A cet instant, le téléphone de Léonie sonne.

- Qu'est-ce que c'est que ce bordel...

- C'est qui ?

- C'est personne. C'est mon compte en banque. Il y a eu une rentrée d'argent inconnue.

- Quoi ? Combien ?

- Trois-cent euros.... oh. Oh j'y crois pas. La salope. Mais quelle salope !

- Tu m'expliques ?

- Il y a deux ans, alors qu'on était un peu en rade financièrement, j'ai décidé d'aller au centre de décorporation... pour être inscrite en tant que membre premium.

- Toi, tu as fait ça ? Alors que ces machines sont censées représenter le diable ?

- C'était uniquement pour l'argent. Et honnêtement, je pensais pas que quelqu'un me choisirait...

Je vois les pièces du puzzle s'assembler doucement.

- Mais c'est arrivé aujourd'hui...

- Oui. Et je sais qui c'est. C'est Isabelle. Elle savait que Patrick me tournait un peu autour, rien de méchant, je te promets, mais elle voulait se le faire. Elle s'est sans doute dit que si elle allait le voir dans mon corps, il serait... plus conciliant.

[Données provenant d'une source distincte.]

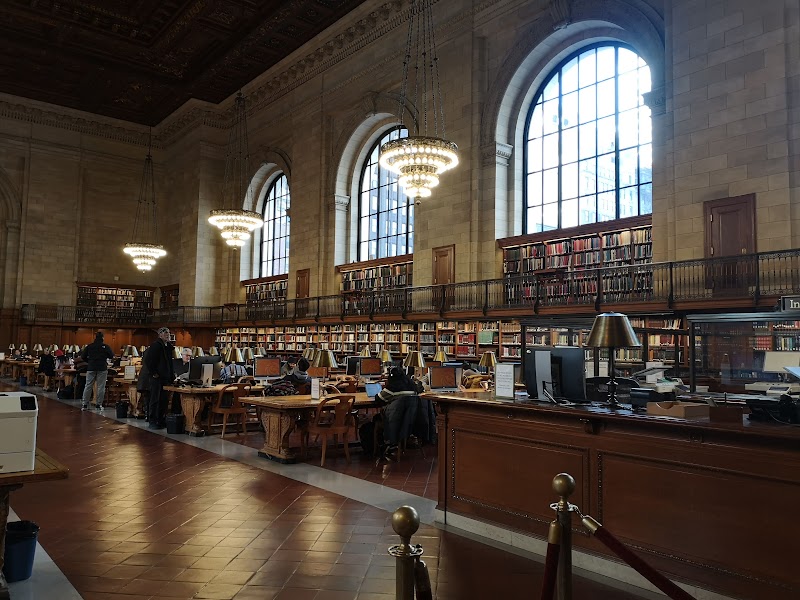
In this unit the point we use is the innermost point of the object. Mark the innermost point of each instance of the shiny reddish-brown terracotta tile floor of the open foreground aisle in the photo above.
(143, 517)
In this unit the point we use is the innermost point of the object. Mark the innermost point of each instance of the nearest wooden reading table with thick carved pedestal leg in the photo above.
(279, 416)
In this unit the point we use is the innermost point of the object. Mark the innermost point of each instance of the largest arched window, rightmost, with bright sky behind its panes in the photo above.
(588, 154)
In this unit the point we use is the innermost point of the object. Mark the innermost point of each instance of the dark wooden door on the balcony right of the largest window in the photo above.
(730, 232)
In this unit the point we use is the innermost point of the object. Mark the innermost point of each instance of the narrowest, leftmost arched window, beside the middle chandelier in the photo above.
(275, 240)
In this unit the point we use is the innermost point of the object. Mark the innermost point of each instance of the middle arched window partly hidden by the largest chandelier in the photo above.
(385, 213)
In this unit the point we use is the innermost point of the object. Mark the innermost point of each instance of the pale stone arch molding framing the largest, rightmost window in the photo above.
(538, 50)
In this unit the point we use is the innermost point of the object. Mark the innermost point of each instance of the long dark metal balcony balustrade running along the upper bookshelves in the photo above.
(748, 277)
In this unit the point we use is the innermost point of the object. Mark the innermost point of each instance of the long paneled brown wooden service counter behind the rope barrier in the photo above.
(710, 504)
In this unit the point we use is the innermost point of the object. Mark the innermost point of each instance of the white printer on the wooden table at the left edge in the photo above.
(19, 413)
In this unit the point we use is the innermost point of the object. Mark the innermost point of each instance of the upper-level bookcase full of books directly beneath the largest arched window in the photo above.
(565, 266)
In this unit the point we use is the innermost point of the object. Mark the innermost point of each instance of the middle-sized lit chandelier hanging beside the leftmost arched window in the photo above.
(236, 224)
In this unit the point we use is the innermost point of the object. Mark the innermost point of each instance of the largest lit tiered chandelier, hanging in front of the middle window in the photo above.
(419, 159)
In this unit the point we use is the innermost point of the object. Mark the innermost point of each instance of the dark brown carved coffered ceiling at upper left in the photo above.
(139, 60)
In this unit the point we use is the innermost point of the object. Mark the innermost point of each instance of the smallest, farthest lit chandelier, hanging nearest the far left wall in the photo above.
(144, 249)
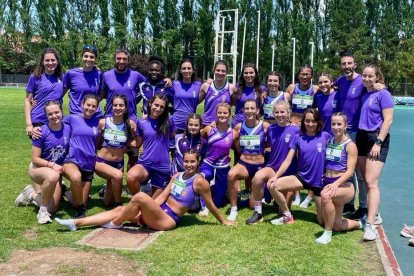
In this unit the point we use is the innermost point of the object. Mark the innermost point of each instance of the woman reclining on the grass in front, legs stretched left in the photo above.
(163, 212)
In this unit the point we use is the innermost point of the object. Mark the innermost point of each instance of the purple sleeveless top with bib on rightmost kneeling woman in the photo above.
(336, 156)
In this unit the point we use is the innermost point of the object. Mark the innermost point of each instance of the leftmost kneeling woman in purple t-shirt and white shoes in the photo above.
(48, 154)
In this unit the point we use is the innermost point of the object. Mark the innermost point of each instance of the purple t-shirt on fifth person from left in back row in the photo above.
(185, 97)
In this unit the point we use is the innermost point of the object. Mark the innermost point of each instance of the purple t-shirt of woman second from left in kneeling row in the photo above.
(82, 142)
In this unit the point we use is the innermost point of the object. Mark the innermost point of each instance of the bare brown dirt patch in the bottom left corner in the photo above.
(61, 261)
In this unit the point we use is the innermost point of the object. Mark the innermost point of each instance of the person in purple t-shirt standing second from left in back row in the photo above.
(82, 80)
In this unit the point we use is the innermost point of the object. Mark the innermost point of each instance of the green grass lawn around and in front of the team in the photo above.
(197, 246)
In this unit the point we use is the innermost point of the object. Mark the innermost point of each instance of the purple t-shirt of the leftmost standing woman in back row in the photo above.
(43, 88)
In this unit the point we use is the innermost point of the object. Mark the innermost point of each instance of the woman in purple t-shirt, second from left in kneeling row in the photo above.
(80, 162)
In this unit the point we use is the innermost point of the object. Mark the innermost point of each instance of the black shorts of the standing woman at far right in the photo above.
(366, 139)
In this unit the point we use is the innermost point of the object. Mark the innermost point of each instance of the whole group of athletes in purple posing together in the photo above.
(312, 137)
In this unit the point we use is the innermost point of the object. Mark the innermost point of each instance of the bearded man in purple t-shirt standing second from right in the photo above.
(350, 91)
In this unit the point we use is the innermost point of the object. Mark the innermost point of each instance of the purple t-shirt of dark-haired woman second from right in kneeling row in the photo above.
(311, 156)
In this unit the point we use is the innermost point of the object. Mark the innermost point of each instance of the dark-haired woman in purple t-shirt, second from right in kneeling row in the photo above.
(309, 146)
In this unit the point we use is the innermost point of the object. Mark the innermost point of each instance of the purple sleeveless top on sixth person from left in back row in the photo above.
(213, 97)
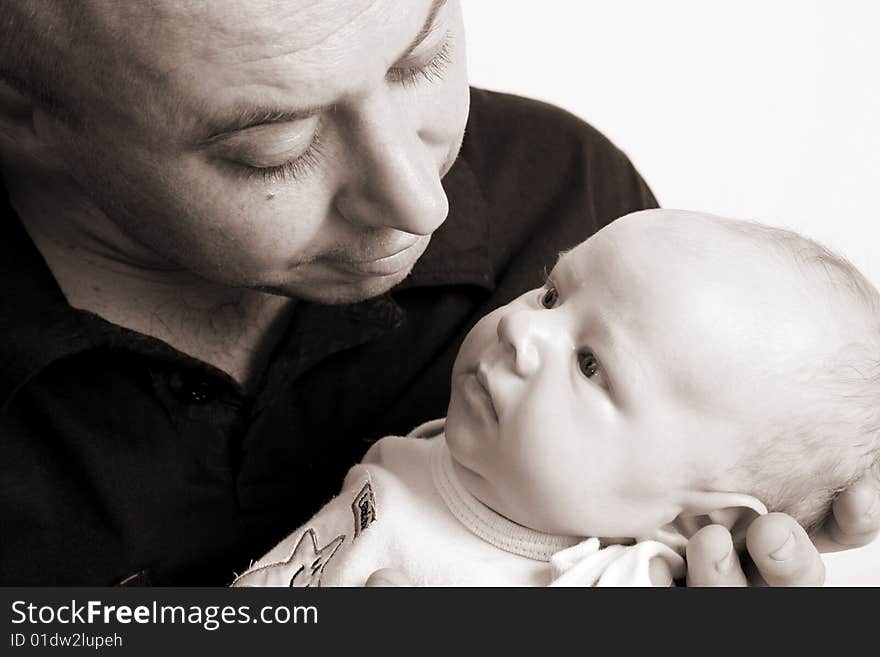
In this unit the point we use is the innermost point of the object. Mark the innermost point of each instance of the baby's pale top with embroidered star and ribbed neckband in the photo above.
(403, 507)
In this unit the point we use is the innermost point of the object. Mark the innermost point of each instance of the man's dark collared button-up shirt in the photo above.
(121, 456)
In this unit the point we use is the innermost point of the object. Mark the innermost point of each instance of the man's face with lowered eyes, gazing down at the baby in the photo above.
(352, 135)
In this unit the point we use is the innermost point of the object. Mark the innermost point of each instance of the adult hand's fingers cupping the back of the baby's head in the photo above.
(781, 552)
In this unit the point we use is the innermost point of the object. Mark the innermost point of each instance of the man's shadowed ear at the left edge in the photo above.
(21, 139)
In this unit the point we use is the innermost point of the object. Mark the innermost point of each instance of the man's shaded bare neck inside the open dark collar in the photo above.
(102, 270)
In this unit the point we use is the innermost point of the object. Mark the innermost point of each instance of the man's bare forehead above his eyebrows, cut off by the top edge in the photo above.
(199, 61)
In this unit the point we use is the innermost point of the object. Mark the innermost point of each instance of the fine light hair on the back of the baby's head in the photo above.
(824, 449)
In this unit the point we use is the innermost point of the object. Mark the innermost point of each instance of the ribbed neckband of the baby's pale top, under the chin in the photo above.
(483, 521)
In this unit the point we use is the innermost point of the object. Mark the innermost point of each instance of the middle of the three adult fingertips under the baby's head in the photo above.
(783, 553)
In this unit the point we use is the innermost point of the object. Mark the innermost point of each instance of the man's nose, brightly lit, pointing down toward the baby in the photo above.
(394, 178)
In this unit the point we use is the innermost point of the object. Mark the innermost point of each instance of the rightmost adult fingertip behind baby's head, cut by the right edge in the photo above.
(855, 517)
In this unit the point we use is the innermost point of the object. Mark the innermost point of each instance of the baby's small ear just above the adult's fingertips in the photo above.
(735, 511)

- Attends. Tu veux dire que cet après-midi, j'ai couché avec... Isabelle ?

- Je ne vois que cette explication. En fait, c'est toi qui m'a trompé, salaud.

Son ton est plus amusé que colérique, elle s'assoit à la table, d'un air soulagé. Je me cale de l'autre côté et me sers un verre d'eau.

- Bon... Disons qu'on est quittes.

Léonie se met alors à rire.

- Qu'est-ce qu'il y a ?

- Quand je pense à tout ce que Léonie a mis en œuvre afin d'avoir Patrick. Pour au final se retrouver à ne coucher qu'avec toi.

- Comment ça, qu'avec moi ?

Léonie se perd dans son fou rire.

- Comment ça, qu'avec moi ?

Elle se remet à respirer normalement et reprend :

- Bien fait pour elle, tiens.

 

De toute façon, on est jamais si bien servi que par soi-même.